= Lateran Council (964) =

The Lateran Council (964) was a synod (or church council) held in the Lateran Palace on 23 June 964, for the purpose of deposing Pope Benedict V.

==Background==
After Pope Leo VIII had been deposed in 964 by the rival pope John XII in the Synod of Rome, Leo had fled and sought sanctuary with the Holy Roman Emperor Otto I. After John's death on 14 May 964, the Roman nobles elected Pope Benedict V in his place. The emperor Otto besieged Rome and on 23 June 964, he entered the city, accompanied by Leo VIII who, on Otto's orders convened a church council at the Lateran Palace. The council was under the presidency of the emperor; also present was Liutprand of Cremona, who chronicled the events of the council. Many of the prelates who had been present for the previous two synods which had in turn deposed Pope John XII and Leo VIII were also present at this council.

==Acts of the council==
Benedict V, together with his clerical and lay supporters, was brought before the council on 23 June 964. Garbed in his pontifical robes, he was asked by the arch-deacon by what right did he assume the chair of Saint Peter whilst Leo was still living, especially as he had participated in the synod which had deposed John XII and had overseen Leo's election. He was also accused of having broken his oath to the emperor not to elect a pope without imperial consent.
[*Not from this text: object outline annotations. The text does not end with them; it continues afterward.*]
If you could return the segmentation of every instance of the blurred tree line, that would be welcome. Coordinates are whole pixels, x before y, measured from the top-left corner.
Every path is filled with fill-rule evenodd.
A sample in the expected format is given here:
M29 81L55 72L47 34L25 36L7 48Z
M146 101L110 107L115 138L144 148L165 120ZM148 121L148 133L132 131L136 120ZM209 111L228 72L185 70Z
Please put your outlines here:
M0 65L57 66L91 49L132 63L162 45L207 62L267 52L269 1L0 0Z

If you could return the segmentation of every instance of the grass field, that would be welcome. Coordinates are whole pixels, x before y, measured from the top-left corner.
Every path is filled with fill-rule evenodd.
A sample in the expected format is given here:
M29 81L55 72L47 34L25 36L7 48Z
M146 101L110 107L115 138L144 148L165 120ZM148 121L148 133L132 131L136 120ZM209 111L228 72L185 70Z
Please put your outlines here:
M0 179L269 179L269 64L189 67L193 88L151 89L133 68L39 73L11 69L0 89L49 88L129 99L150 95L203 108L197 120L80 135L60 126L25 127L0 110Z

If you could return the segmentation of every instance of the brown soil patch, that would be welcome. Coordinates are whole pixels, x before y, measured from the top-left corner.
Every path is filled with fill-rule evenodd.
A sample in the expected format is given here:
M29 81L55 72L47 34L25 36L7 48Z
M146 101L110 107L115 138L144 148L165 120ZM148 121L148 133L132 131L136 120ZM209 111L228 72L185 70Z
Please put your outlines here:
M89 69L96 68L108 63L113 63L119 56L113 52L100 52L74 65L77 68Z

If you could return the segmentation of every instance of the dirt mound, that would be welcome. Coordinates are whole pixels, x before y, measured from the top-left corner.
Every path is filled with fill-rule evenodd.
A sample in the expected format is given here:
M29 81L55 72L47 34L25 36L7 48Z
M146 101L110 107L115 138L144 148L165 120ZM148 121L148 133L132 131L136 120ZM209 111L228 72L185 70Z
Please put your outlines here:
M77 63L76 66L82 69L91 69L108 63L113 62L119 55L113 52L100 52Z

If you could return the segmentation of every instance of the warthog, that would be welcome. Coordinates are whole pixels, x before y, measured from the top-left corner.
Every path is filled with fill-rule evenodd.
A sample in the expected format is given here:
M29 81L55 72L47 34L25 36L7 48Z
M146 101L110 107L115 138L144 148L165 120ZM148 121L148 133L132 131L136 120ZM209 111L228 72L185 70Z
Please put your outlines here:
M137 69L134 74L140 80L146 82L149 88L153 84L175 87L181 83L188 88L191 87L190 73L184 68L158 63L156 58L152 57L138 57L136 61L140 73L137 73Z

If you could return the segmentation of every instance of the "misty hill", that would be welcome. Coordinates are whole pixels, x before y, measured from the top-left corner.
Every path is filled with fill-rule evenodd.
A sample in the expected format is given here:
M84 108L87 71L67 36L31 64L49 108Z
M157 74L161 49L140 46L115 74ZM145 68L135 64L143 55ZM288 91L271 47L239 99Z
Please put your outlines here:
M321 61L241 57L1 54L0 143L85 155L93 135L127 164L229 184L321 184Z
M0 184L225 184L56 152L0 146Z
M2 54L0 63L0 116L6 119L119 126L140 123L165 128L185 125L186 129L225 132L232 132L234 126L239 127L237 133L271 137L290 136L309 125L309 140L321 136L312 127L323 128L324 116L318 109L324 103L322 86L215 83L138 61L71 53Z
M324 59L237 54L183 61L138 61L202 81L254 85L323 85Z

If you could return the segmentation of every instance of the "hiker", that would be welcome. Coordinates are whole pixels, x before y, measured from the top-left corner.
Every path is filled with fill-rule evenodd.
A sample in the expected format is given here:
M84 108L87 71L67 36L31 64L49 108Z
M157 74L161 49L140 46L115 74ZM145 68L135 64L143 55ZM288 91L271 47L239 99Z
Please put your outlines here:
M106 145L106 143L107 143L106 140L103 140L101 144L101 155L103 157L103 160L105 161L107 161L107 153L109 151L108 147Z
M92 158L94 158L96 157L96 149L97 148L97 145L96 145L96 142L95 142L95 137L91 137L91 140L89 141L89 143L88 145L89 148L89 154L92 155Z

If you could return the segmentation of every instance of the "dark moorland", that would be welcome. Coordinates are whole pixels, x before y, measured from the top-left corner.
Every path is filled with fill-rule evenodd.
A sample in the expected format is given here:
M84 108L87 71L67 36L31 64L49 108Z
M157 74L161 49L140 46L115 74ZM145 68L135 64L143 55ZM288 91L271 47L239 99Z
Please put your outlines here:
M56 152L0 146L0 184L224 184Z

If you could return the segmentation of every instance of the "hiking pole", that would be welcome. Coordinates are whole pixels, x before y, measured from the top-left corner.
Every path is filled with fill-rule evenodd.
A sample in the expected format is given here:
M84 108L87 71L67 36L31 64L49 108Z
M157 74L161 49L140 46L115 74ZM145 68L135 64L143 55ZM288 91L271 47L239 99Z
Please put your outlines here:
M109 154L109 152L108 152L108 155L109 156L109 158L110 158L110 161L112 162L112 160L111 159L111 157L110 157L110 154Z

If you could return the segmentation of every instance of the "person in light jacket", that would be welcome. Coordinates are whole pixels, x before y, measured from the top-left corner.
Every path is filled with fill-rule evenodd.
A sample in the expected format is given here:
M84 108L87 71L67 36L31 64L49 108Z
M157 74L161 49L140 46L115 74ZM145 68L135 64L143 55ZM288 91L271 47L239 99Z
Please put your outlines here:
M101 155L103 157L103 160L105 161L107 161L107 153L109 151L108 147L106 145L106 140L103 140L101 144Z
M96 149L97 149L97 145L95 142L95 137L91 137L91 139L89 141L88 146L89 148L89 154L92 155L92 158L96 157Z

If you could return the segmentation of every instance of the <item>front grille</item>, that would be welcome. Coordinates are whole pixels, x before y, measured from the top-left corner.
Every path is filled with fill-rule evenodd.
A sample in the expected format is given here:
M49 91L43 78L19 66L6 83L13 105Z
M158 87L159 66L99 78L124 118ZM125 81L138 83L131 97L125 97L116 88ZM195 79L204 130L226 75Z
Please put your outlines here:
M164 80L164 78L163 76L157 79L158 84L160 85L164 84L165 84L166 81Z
Benedict responded by asking: “If I have sinned, have mercy on me”. The council then proceeded to confirm Leo as the true canonically appointed pope, and announced that Benedict was deposed as pope. On this sentence, Leo cut Benedict's pallium into two pieces and broke his pastoral staff, before tearing off his pontifical robes. It was only through Otto's intervention that Benedict was allowed to retain the rank of deacon.